In England the high sheriff of Lancashire has formulated a scheme for listing the employments open to the disabled. First, the employer is asked, whenever possible, to give the returned soldier his old job. Next, certain employments are listed as being within the powers of partially disabled men, and with the help of labor exchanges and of other agencies, these are reserved for them.
It is for the economic interest of the State to make possible the employment of the disabled. The amount of a pension is not the measure of the cost of the pensioner. The nation cannot afford to let any human power go to waste or lie idle. To reëquip the maimed is to make him partly forget his infirmity,—an indispensable mental advantage. France is now discussing whether reëducation of one form or another shall be compulsory, as in the Anglo-Belgian hospital. "But obligatory or not," says A. L. Bittard,[7] "the industrial reëducation must be above all a national work. We should regard it as a debt owed to the wounded and as an effective preparation for the future of the nation.... The State alone is capable of giving all the mutilated the maximum equality of treatment, where private initiative would be totally incapable of realizing the minimum."
The war simply makes the question of reëducating and rehabilitating the disabled a striking one. But we must not forget that the problem of the injured is always with us. It may not be amiss to point out that 54,001 men and women were actually killed in the United States during the year 1913. This means one killed every ten minutes. Over 2,000,000 men and women are injured in the industries in the United States each year. This means one injured every sixteen seconds. The economic loss from accidental deaths and injuries is nearly $500,000,000 annually, and the loss from preventable accidents and diseases would more than pay the cost of maintaining all the public schools in the United States. These are appalling figures.
At present the great fear of every boy who goes to war and of every sister and mother of such a boy is that he may go through life maimed and dependent. But we never think of the ever-present danger to these boys of being handicapped physically by merely going to work; and yet there are more persons so disabled through accidents in industrial life in normal times than are disabled by war.

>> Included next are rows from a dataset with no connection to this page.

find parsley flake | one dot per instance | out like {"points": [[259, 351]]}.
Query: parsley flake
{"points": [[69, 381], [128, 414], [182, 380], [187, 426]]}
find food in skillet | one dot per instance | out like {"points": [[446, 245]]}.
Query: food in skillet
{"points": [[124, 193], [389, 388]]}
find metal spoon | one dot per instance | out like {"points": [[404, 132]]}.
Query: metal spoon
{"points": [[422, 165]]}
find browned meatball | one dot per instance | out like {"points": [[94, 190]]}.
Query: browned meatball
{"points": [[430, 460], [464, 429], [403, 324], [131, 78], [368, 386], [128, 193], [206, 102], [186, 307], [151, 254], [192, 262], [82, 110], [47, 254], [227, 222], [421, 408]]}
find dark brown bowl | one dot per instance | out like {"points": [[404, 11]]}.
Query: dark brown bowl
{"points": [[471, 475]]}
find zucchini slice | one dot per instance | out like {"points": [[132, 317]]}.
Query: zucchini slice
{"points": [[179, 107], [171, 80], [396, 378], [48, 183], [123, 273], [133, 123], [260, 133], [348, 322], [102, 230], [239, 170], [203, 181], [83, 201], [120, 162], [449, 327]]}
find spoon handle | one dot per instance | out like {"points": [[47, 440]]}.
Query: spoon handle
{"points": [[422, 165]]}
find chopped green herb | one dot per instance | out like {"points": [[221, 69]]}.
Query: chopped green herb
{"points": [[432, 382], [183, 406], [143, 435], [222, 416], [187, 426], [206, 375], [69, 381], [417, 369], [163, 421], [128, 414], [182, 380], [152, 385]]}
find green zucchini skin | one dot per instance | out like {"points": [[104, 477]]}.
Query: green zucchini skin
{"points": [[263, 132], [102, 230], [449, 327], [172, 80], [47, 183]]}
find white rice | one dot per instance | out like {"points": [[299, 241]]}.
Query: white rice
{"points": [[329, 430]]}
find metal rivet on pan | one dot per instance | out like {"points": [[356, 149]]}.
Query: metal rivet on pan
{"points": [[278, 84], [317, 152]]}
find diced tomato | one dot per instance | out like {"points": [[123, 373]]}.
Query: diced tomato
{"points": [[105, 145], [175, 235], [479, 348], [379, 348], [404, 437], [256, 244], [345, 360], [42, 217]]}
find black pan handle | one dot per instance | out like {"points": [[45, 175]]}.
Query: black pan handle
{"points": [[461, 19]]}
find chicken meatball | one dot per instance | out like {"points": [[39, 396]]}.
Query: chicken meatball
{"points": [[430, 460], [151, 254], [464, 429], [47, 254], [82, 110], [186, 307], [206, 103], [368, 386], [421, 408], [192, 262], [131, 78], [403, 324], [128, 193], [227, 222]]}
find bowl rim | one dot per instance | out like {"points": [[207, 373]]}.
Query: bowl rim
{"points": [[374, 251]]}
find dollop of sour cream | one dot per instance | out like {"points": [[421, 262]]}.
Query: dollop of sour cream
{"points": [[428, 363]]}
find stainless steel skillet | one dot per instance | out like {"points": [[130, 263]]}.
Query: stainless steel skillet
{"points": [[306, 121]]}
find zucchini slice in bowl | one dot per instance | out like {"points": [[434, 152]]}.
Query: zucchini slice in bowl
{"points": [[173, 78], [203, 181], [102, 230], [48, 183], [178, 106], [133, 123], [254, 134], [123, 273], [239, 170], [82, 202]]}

When our boys come back from the war, physically disabled, and through the government work in rehabilitation and reëducation are made self-supporting and self-respecting members of society, we shall begin to appreciate that we have been extremely negligent in the past in limiting our efforts to help the crippled and blinded to the good offices of charity and philanthropy. It is a public matter. It is a problem of education. It is an opportunity for service for the teachers of vocational training, for the experts in vocational guidance and direction, for the directors of placement and employment bureaus, and for the designers of special tools and machines for the handicapped. It is an immediate problem in this time of war; it is even more significant in time of peace.
CHAPTER X
FARM CADETS
We can afford only one fad in war time, and that fad is to be farming. It will be useless for little William Corning Smith, aged 12, of Kankakee, Illinois, to stick his little spade into his back yard before his admiring parent. Individual, unorganized work on land not properly prepared for agriculture may be worse than useless; it may be wasteful. Random efforts not coördinated in a general scheme for the utilization of school children in large units will be foolish, misdirected effort. State, county, and even national organization are required to make available this latent power. Purely isolated effort will be fruitless, both as aids to the nation and education for the child. Organized work will bring the greater moral advantages of developing the power of concentration along with the interest in national and community service. It will evoke an esprit de corps which may be capitalized for national use and shift the usual interest in gangs and athletics, both normal and natural, to work which opens the way to loyal industrial educational training.[8]